Of the 1,874 households 29.3% had children under the age of 18 living with them, 59.9% were married couples living together, 6.6% had a female householder with no husband present, and 29.0% were non-families. 22.8% of households were one person and 8.6% were one person aged 65 or older. The average household size was 2.49 and the average family size was 2.92.

The age distribution was 24.6% under the age of 18, 5.4% from 18 to 24, 28.2% from 25 to 44, 27.9% from 45 to 64, and 13.9% 65 or older. The median age was 41 years. For every 100 females, there were 100.5 males. For every 100 females age 18 and over, there were 101.5 males.

The median household income was $42,964 and the median family income was $49,464. Males had a median income of $32,444 versus $26,158 for females.
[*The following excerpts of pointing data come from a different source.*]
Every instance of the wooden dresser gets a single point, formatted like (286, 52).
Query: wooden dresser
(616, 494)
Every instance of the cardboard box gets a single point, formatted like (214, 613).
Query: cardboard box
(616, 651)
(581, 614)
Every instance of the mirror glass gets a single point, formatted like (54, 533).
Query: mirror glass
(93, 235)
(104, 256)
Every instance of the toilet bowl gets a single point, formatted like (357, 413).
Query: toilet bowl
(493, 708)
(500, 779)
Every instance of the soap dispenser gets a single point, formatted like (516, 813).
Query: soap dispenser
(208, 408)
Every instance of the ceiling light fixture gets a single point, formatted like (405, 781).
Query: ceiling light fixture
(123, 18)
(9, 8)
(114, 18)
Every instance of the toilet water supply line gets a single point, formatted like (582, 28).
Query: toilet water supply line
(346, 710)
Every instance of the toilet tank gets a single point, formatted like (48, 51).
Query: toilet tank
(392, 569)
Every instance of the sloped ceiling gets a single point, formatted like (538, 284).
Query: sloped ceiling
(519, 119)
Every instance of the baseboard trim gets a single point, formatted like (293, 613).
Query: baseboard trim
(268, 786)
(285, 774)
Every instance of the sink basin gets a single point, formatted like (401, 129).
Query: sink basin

The per capita income for the CDP was $21,100. About 7.8% of families and 10.5% of the population were below the poverty line, including 16.9% of those under age 18 and 3.6% of those age 65 or over.

==Education==
Lakehills is served by the Bandera Independent School District. The school district's second elementary school, Hill Country Elementary School, is located in Lakehills on FM 1283. Area students are also served by Bandera Middle School and Bandera High School, both located in Bandera.